In the part 1 of this topic, we mentioned five basic business functions that, together, constitute the activities of a Christian business:
i.e (1) evangelizing; (2) discipling; (3) funding God’s work; (4) providing for needs; and (5) generating profits.
Also, we discussed the scriptural justification for business tithing. In the Part 2 of this topic, we will be looking at whether tithing should be done on the gross or net profits and also what we call corporation tithing.
Tithe on gross or net?
It was the great 19th century preacher, Charles Spurgeon, while addressing a home missions inaugural conference at the Metropolitan Tabernacle in south London in 1889, who said, “In all of my years of service to my Lord, I have discovered a truth that has never failed and has never been compromised. That truth is that it is beyond the realm of possibilities that one has the ability to out give God. Even if I give the whole of my worth to Him, He will find a way to give back to me much more than I gave.”
Because it is impossible to out give God, it becomes a moot point to question whether a business should tithe on gross or net profits. “By your standard of measure it will be measured to you; and more will be given you besides” (Mark 4:24*).
If a business strongly believes in honoring God from the increase He provides, that business should consider tithing from the gross profits and trust that God will provide what is needed after the business pays any creditors and the other expenses.
Many times business profits are tied up in noncash assets, such as building, equipment, stocks, or product. An answer to the tithing question that some Christians businesses have chosen to follow is to give a partial ownership in the business as a tithe. So, as the business prospers, so does the Lord’s portion.
Although there is a biblical admonition to give from the firstfruits, or the increase of the business, a business should not give from the portion that belongs to any creditors or any employees.
Business tithes should be given from business profit after overhead expenses, employees’ salaries, and creditors have been paid. Each employer should then tithe on the amount they receive as a salary.

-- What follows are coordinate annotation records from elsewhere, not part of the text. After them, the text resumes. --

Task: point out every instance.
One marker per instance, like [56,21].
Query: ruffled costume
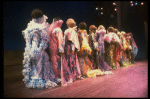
[100,39]
[85,63]
[37,70]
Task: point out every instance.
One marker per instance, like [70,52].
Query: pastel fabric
[85,63]
[56,46]
[37,70]
[72,45]
[111,39]
[100,39]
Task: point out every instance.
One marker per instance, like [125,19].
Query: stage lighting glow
[114,3]
[142,3]
[136,3]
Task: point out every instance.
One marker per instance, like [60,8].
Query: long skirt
[103,66]
[109,55]
[38,72]
[71,60]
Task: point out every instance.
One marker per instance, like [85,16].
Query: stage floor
[124,83]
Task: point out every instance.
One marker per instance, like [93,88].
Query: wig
[82,26]
[36,13]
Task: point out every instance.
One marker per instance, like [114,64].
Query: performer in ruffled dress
[111,39]
[37,70]
[85,64]
[56,48]
[70,49]
[134,47]
[99,36]
[93,45]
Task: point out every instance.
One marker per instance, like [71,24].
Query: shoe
[80,78]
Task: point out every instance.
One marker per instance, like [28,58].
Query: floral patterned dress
[37,70]
[71,59]
[100,39]
[85,50]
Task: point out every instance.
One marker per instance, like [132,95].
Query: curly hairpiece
[110,29]
[36,13]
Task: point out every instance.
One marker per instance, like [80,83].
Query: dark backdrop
[16,15]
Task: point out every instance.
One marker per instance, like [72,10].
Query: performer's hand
[60,53]
[72,52]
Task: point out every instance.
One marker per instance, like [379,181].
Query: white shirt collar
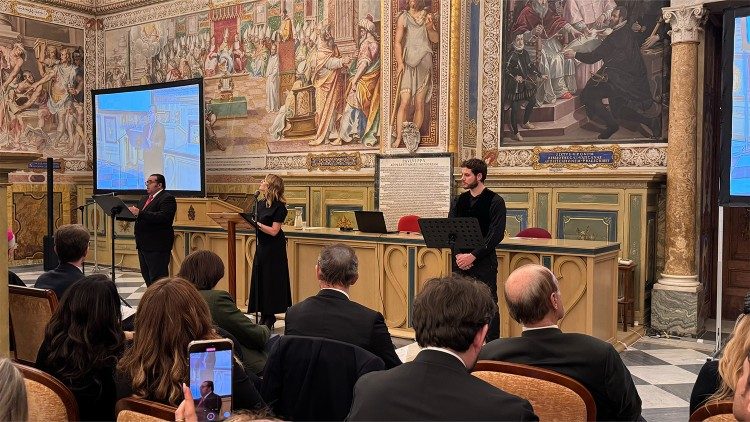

Corporations, unlike businesses, are usually owned by a conglomerate of people from all walks of life and different religious beliefs.
Since one person usually does not own all the stock in a corporation, an individual might consider giving a tenth of the increase in his or her individual stock in the corporation to the Lord.
An alternative method might be to take one-tenth of the company stock and set up a Christian foundation with it, then set a goal to control the company’s future growth and declare the dividends to God’s work.
Individuals as well as businesses should look for ways to give, rather than trying to find ways to prevent or hinder giving, remembering always that God is more interested in our hearts than in any actual gift amount.
There is an admonition in God’s Word to give from our firstfruits, or the increase. This would apply to business as well as personal income.
However, a business owner must remember that the business tithe should be only on the profits that belong to the business, not on what rightfully belongs to creditors, stockholders, employees, or others.